20. COMPOSIÇÃO, de acordo com a reivindicação 18, caracterizada pela doença fibrótica ser selecionada do grupo que consiste em esclerodermia, artrite reumatoide, doença de Crohn, colite ulcerosa, mielofibrose, fibrose pulmonar, fibrose hepática, cirrose hepática, fibrose renal, miofibrose, fibrose cardíaca, lúpus eritematoso sistêmico, fibrose hereditária, fibrose infecciosa, fibrose irritante, fibrose por doença autoimune crônica, fibrose causada por incompatibilidade antigênica durante o transplante de órgãos, fibrose por hiperlipidemia, fibrose por obesidade, fibrose diabética, fibrose por hipertensão e oclusão causada por fibrose durante a inserção do stent.

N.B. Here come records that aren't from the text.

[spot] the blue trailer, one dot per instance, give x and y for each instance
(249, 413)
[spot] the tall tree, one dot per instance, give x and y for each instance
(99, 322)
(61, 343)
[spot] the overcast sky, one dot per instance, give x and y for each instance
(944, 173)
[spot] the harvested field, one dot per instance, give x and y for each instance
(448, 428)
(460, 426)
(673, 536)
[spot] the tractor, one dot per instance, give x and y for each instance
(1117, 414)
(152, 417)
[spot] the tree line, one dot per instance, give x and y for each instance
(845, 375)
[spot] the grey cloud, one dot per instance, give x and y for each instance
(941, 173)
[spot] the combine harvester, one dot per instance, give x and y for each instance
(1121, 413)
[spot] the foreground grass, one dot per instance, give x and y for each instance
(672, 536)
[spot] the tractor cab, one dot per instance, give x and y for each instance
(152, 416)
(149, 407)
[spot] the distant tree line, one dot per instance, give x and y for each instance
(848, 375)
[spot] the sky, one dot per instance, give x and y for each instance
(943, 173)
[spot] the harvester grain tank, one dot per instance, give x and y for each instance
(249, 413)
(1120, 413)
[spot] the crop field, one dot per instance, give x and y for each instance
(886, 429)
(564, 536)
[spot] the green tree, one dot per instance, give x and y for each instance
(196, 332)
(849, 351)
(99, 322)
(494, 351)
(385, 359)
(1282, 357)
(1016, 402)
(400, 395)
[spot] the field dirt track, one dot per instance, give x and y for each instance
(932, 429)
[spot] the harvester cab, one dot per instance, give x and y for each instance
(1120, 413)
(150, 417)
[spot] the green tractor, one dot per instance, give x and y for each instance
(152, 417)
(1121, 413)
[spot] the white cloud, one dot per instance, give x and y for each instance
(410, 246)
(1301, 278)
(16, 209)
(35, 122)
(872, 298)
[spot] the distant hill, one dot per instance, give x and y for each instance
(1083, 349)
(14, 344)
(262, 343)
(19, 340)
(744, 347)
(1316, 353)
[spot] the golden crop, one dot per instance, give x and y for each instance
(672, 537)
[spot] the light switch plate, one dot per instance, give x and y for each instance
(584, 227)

21. COMPOSIÇÃO, de acordo com a reivindicação 18, caracterizada pela doença inflamatória crônica ser selecionada do grupo que consiste em asma, dermatite atópica, eczema, psoríase, osteoartrite, gota, artrite psoriática, cirrose, esteato-hepatite não alcoólica, doença pulmonar obstrutiva crônica, rinite, retinopatia diabética, insuficiência renal diabética, neuropatia diabética e esclerose múltipla.

22. USO DO ANTICORPO OU FRAGMENTO DESTE, de acordo com a reivindicação 1, caracterizado por se destinar à preparação de um agente para a inibição da metástase do câncer.

23. MÉTODO PARA A INIBIÇÃO DA METÁSTASE DO CÂNCER EM UM INDIVÍDUO EM NECESSIDADE DESTE, sendo o método caracterizado por compreender a administração do anticorpo ou fragmento deste, de acordo com a reivindicação 1, ao indivíduo em uma quantidade eficaz para a inibição da metástase do câncer.

24. USO DO ANTICORPO OU FRAGMENTO DESTE, de acordo com a reivindicação 1, caracterizado por se destinar à preparação de um agente para o diagnóstico de câncer.

25. MÉTODO PARA O DIAGNÓSTICO DE CÂNCER EM UM INDIVÍDUO EM NECESSIDADE DESTE, sendo o método caracterizado por compreender a administração do anticorpo ou fragmento deste, de acordo com a reivindicação 1, ao indivíduo em uma quantidade eficaz para o diagnóstico de câncer.

26. USO DO ANTICORPO OU FRAGMENTO DESTE, de acordo com a reivindicação 1, caracterizado por se destinar à preparação de um agente para o tratamento de uma doença relacionada à migração de células imunes.

27. MÉTODO PARA O TRATAMENTO DE UMA DOENÇA RELACIONADA À

MIGRAÇÃO DE CÉLULAS IMUNES EM UM INDIVÍDUO EM NECESSIDADE DESTE, sendo o método caracterizado por compreender a administração do anticorpo ou fragmento deste, de acordo com a reivindicação 1, ao indivíduo em uma quantidade eficaz para o tratamento da doença relacionada à migração de células imunes.